Reporters on the Job
KNOWING WHEN TO LEAVE: The Monitor's Ilene Prusher was interviewing young smugglers ferrying goods and Al Qaeda members across the Afghanistan-Pakistan border, when two men who identified themselves as Al Qaeda joined the crowd of smugglers. The Al Qaeda men spoke to her, but the tone was not friendly. She asked them whether they would capture or kill Americans. "Yes, came the terse reply. "But not Americans like you. The Americans with guns."
Ilene says she would have liked to ask them more questions, but her Afghan interpreter turned to her and said it was time to go. "Now," he emphasized.
Although, Ilene had hired 10 armed Afghan security guards to accompany her to the border, her interpreter didn't want to wait around to see if the balance of power would change. And he sensed that it could quickly. "Right now it's OK," he told her, "because we have 10 armed men, and they are only two. But maybe when more of them arrive, maybe we'll be outnumbered and then we could have a problem."
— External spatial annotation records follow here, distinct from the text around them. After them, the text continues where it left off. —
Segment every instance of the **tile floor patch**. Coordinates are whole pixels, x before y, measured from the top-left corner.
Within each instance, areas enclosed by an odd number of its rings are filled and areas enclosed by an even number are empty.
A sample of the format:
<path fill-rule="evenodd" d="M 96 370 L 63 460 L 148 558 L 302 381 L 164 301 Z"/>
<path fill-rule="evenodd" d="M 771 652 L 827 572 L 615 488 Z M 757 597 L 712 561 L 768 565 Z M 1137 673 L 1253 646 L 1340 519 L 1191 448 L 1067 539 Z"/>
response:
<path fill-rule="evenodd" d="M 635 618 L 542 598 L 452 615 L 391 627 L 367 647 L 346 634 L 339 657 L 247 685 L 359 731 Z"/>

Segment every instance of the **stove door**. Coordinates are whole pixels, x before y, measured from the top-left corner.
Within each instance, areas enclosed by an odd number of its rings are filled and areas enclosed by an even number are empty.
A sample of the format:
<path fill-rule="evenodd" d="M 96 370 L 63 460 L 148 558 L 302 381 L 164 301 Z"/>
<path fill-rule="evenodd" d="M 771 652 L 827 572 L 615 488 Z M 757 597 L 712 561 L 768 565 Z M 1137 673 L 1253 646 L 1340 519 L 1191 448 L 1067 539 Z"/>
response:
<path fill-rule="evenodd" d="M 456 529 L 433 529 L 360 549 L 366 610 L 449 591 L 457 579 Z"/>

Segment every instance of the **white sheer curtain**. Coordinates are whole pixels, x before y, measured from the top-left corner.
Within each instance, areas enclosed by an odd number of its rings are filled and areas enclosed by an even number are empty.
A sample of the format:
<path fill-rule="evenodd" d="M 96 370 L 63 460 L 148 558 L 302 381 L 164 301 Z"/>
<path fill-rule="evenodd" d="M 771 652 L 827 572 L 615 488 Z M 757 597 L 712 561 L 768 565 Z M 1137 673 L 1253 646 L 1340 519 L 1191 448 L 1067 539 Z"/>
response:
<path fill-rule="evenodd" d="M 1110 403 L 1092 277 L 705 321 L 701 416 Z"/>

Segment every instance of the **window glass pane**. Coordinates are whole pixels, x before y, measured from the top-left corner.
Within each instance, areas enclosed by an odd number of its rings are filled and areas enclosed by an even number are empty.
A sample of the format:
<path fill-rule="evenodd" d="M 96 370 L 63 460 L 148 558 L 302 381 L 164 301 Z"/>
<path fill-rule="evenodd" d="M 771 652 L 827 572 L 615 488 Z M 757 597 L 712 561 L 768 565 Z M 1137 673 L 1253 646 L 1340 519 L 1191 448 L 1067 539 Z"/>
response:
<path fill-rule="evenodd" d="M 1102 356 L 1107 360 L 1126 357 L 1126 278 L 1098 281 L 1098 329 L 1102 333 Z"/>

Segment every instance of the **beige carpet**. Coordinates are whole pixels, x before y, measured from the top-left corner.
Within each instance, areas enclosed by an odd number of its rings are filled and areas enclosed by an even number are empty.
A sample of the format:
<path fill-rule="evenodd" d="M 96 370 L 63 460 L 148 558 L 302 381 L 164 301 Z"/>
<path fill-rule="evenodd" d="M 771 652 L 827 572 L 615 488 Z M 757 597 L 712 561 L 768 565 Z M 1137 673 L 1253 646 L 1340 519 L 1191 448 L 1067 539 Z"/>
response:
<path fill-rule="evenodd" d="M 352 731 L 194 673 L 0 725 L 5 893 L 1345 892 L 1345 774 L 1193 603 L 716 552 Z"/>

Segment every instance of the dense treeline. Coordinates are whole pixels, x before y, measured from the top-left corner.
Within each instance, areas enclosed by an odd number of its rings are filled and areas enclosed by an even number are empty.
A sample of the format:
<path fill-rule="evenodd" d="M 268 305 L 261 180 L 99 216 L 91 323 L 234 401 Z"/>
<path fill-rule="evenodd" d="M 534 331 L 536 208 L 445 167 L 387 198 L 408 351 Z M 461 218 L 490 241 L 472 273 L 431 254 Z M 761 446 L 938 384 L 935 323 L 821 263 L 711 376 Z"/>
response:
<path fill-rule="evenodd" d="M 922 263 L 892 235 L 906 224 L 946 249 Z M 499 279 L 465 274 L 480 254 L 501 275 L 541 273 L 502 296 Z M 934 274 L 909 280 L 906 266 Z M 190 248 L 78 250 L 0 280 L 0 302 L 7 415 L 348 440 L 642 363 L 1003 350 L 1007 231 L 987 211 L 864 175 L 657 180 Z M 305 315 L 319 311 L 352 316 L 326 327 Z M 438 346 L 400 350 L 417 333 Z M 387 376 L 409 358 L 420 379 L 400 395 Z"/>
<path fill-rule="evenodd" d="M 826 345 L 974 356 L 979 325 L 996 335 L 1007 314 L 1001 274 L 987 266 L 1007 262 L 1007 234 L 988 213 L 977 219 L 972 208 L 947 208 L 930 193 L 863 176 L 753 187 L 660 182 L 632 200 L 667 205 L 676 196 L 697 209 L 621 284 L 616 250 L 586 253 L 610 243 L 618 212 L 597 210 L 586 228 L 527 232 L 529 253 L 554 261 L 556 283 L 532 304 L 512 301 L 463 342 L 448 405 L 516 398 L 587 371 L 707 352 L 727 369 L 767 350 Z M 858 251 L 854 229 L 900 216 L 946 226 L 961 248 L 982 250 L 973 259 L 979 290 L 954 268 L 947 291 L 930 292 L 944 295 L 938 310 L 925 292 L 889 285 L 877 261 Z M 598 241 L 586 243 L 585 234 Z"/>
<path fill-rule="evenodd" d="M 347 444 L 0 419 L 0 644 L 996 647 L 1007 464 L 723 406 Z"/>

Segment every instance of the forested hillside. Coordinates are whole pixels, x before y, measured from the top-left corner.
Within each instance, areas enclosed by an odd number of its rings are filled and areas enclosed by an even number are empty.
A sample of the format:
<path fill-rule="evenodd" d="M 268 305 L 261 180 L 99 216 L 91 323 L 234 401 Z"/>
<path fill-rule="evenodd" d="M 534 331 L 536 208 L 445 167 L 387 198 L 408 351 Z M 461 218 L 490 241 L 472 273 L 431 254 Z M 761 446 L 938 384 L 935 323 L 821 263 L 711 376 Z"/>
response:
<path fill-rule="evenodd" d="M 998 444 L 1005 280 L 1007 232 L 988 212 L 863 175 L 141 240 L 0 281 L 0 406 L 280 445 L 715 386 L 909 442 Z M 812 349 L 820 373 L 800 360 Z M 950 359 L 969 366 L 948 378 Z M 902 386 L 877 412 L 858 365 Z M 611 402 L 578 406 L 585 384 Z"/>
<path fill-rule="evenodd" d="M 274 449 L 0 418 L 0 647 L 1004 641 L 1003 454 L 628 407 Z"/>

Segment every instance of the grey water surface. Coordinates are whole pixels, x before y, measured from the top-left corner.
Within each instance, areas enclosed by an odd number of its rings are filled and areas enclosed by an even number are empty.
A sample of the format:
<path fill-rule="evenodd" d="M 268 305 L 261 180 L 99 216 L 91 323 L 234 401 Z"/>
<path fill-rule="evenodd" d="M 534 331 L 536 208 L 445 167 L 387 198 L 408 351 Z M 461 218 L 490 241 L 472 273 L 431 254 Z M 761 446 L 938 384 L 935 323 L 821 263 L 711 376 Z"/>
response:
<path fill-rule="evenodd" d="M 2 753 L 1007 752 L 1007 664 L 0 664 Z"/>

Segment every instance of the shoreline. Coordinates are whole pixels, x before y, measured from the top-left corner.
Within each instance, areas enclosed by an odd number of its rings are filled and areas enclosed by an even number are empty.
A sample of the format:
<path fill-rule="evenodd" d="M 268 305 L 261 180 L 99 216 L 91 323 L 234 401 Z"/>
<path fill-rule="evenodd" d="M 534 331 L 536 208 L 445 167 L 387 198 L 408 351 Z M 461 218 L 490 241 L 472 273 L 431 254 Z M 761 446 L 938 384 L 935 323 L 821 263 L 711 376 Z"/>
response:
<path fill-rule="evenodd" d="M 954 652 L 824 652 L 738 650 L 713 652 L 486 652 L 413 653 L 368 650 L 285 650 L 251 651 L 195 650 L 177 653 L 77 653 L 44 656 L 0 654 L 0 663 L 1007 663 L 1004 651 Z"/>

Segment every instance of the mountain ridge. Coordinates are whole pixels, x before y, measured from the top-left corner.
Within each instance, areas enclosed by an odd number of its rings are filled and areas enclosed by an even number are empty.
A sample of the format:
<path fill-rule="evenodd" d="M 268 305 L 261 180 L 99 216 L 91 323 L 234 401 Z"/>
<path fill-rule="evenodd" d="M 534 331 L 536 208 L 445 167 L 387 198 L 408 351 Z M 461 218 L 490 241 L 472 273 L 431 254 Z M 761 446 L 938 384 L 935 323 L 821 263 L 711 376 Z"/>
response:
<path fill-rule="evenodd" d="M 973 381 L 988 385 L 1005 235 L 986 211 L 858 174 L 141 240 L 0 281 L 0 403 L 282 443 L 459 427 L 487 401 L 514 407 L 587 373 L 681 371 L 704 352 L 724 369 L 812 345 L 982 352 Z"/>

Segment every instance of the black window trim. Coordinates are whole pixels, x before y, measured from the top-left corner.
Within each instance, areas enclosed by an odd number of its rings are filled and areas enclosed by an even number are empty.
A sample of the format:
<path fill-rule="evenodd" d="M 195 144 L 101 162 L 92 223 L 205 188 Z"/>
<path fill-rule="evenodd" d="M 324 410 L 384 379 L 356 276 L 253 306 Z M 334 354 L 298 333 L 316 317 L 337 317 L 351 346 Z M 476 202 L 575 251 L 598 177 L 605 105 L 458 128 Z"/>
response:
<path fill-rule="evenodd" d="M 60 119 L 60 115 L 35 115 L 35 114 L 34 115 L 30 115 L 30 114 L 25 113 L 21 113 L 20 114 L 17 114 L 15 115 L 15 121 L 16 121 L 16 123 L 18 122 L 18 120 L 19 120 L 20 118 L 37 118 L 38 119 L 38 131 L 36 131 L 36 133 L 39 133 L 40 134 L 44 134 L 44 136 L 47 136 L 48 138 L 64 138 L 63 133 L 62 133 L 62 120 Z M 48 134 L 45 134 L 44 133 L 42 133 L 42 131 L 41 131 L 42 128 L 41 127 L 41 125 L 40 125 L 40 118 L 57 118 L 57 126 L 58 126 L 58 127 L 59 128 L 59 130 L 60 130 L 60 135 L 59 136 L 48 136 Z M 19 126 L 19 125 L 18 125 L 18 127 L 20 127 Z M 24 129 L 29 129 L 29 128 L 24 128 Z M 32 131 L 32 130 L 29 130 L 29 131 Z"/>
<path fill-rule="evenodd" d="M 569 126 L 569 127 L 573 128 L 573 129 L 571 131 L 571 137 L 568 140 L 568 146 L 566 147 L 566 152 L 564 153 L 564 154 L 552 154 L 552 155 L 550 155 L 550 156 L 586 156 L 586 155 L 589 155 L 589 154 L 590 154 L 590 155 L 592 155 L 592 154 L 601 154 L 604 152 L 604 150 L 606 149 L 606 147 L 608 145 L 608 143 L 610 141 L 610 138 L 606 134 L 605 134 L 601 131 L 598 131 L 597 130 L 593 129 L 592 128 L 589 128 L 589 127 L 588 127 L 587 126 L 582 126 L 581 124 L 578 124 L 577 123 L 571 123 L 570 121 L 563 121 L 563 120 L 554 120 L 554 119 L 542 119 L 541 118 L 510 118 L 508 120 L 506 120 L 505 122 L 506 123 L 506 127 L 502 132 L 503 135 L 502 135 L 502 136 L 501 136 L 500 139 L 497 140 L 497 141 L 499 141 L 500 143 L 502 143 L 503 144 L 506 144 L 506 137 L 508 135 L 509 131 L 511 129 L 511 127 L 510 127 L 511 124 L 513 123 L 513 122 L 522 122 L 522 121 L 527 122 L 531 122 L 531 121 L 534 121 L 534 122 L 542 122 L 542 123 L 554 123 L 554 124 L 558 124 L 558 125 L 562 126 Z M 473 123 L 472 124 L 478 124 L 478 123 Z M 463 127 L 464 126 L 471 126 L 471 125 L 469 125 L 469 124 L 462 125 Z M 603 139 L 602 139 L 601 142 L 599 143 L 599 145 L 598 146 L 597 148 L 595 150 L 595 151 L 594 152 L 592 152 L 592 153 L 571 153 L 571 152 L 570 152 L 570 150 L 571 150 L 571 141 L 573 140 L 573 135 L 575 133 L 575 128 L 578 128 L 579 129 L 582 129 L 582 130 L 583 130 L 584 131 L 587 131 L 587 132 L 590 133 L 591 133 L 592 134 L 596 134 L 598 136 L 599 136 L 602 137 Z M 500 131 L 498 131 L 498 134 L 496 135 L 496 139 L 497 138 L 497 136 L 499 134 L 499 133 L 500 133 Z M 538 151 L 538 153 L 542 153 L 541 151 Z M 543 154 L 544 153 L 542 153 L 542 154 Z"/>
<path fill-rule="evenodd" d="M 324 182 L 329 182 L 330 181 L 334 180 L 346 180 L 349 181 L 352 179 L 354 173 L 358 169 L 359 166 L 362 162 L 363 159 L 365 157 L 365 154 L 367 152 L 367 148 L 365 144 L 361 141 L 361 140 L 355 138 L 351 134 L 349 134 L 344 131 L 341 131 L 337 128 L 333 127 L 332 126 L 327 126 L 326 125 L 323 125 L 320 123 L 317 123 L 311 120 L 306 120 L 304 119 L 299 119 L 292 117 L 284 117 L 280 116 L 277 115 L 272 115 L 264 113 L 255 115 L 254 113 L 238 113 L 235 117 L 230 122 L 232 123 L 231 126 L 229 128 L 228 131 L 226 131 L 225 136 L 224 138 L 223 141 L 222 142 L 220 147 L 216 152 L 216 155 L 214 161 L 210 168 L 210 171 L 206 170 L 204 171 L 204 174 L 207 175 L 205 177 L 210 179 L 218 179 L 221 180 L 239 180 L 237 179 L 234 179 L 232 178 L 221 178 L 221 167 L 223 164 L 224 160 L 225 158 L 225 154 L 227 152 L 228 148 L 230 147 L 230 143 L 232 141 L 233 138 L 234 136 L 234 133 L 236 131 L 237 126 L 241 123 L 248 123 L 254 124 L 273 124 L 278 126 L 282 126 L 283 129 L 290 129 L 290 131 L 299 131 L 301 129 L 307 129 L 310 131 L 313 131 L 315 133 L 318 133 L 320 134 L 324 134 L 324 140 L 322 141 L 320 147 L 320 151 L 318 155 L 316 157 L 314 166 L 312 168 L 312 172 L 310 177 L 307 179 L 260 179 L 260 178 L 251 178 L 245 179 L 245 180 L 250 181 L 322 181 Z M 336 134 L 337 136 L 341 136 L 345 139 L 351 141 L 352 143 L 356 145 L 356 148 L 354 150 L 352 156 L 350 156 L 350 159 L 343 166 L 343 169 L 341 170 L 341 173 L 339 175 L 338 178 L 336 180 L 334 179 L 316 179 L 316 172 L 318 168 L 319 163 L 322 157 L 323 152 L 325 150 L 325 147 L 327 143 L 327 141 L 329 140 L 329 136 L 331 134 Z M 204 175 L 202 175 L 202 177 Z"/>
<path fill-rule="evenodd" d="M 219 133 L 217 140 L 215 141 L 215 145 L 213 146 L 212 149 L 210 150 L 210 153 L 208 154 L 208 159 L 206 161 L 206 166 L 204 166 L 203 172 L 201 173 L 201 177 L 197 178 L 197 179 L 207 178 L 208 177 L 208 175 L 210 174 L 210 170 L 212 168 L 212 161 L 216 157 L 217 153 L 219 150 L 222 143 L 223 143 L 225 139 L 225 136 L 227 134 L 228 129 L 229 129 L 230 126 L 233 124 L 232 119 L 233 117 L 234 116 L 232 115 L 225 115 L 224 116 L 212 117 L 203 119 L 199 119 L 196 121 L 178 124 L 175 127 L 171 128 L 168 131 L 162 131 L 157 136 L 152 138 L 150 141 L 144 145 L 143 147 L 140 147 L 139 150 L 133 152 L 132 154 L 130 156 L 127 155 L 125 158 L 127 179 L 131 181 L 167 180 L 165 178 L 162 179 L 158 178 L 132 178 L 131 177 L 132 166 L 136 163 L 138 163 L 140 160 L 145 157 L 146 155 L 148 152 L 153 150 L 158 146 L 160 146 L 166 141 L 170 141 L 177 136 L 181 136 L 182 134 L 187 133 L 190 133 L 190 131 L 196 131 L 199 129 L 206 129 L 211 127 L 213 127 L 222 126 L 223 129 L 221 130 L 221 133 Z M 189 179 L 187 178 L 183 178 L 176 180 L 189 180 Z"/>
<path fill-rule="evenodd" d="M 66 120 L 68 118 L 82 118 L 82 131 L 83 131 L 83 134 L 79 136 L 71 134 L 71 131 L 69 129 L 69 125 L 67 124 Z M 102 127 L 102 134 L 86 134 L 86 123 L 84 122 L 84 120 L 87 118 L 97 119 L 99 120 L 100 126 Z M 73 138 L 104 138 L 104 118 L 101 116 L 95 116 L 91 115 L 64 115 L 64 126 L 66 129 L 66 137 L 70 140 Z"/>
So Ilene and her truckload of Afghan gunmen returned to Khost, Afghanistan. Two of the guards, teenage soldiers, stood in the open back of the pickup truck. "They hold their rifles cocked with one hand, and use the other hand to hold on," she says. "They're almost like surfers or skateboarders, as the truck bounces over the unpaved roads. But it seems such a sad comment on the state of life here. For an Afghan teenage boy in a rural, undeveloped area of eastern Afghanistan, the two best paying jobs are to be either a soldier or smuggler."